House approves millions for AIDS research


WASHINGTON -- The House, pledging to leave 'no stone unturned' in the search to find a cure for AIDS, voted to boost research funds by nearly $190 million on the day Rock Hudson died of the mysterious disease.

Hudson, the suave film star who entertained audiences for three decades, died in his sleep Wednesday after a yearlong battle with AIDS. He was 59.


The additional money that the House approved Wednesday, $189.7 million, will ensure that 'no stone will be left unturned in research into the causes and treatments and the potential cures of AIDS,' Rep. Silvio Conte, R-Mass., said.

The money was put in the 1986 appropriations bill of $104.9 billion for the Health and Human Services, Labor and Education Departments and related agencies.

The bill was approved 322-107 and sent to the Senate.

The $189.7 million is $70 million more than President Reagan requested and 90 percent more than is being spent this year.

Conte, senior Republican on the House Appropriations Committee, told the House, 'There are now at least 12,000 confirmed cases of AIDS in this country. The number is doubling every 10 months. Eighty-five percent of those diagnosed with the disease die within three years.


'It is the committee's intention that no avenue be left unexplored for lack of funding, that progress be made as fast as humanly possible,' Conte said.

Conte said the committee also was urging the Health and Human Services Department to appoint a coordinator for the AIDS effort, 'in other words, an AIDS czar.'

'Nine agencies have been engaged in this effort. ... What we need is a well-coordinated, well-planned effort, with one person running the show,' Conte said.

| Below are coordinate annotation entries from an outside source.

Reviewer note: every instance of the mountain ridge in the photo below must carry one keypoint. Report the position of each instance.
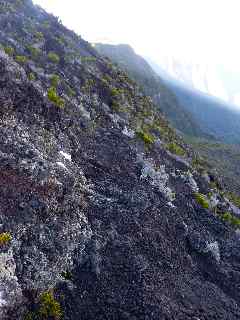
(104, 210)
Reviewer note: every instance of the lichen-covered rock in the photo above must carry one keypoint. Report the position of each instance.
(104, 223)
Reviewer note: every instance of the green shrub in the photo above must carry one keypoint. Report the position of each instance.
(231, 219)
(31, 76)
(53, 57)
(202, 200)
(39, 35)
(54, 97)
(234, 198)
(9, 50)
(49, 307)
(88, 59)
(5, 237)
(34, 52)
(116, 92)
(21, 59)
(145, 136)
(55, 80)
(70, 91)
(175, 149)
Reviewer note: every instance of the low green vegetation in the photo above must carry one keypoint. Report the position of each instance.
(53, 57)
(34, 52)
(231, 219)
(21, 59)
(116, 92)
(39, 36)
(234, 198)
(54, 97)
(9, 50)
(31, 76)
(145, 136)
(202, 200)
(5, 238)
(55, 79)
(49, 307)
(175, 149)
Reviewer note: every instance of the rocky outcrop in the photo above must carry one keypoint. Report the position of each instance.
(98, 218)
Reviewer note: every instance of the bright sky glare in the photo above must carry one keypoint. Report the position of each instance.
(193, 30)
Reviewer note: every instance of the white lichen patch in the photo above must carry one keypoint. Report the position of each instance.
(188, 178)
(213, 248)
(10, 293)
(62, 165)
(128, 132)
(66, 155)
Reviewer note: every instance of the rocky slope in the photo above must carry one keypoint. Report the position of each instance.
(190, 111)
(102, 213)
(152, 85)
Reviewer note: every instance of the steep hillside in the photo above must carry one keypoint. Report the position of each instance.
(152, 85)
(190, 111)
(214, 116)
(104, 211)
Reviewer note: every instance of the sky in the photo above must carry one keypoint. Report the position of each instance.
(204, 32)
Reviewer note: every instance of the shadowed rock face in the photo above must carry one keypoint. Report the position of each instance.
(94, 209)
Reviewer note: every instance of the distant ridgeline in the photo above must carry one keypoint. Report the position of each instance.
(191, 112)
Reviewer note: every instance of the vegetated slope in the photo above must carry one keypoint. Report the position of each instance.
(223, 157)
(102, 215)
(152, 85)
(215, 119)
(214, 116)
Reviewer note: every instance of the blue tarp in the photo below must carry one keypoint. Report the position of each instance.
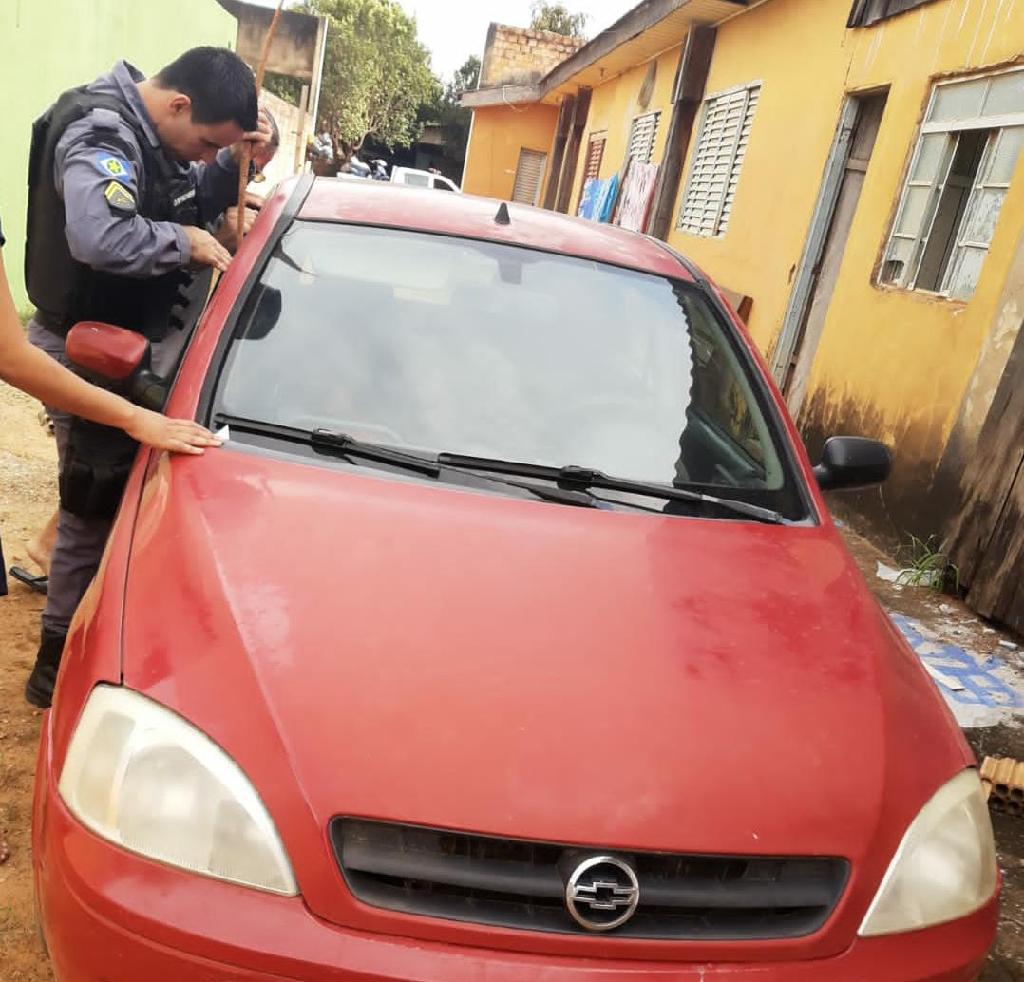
(598, 200)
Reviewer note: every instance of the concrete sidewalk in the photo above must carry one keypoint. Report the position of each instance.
(979, 670)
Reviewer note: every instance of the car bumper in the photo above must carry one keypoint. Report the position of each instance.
(111, 916)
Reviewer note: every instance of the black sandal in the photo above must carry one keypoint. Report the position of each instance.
(37, 584)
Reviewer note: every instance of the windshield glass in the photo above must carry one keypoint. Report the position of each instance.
(440, 344)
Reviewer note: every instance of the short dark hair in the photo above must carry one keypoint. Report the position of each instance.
(220, 85)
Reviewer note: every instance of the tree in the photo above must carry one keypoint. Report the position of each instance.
(376, 74)
(450, 113)
(557, 18)
(466, 79)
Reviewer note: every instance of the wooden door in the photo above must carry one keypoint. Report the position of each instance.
(987, 539)
(869, 110)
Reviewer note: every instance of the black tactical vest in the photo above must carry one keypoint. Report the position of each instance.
(66, 291)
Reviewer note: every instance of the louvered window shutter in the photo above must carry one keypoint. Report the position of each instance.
(642, 137)
(529, 177)
(718, 161)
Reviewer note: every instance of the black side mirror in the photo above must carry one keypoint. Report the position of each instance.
(851, 462)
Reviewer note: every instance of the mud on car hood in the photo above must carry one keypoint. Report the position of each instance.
(393, 649)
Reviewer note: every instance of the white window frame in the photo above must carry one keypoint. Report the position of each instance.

Acquired immune deficiency syndrome is a virus that attacks and weakens the body's immune system, leaving a person vulnerable to cancer and other deadly diseases.

AIDS has been found to strike mostly homosexuals, intravenous drug users, Haitians and hemophiliacs.

The additional money would be divided among several agencies for research, community awareness programs, preventive care and risk reduction programs.

The National Institutes of Health would receive $140.6 million, the Centers for Disease Control would receive $45.6 milion and $3.5 million would go to the Alcohol, Drug Abuse and Mental Health Administration.

The administration revised its original budget request for AIDS research, but critics said the amount was not enough and many members of Congress have pressed for additional money.

Reagan, during his Sept. 17 news conference, defended his budget recommendations for AIDS research, saying they represent 'a top priority with us.'


During debate on the appropriations bill, the House accepted an amendment by Rep. Robert Dornan, R-Calif., that would allow the surgeon general to use some funds to close bath houses that may be responsible for transmitting AIDS.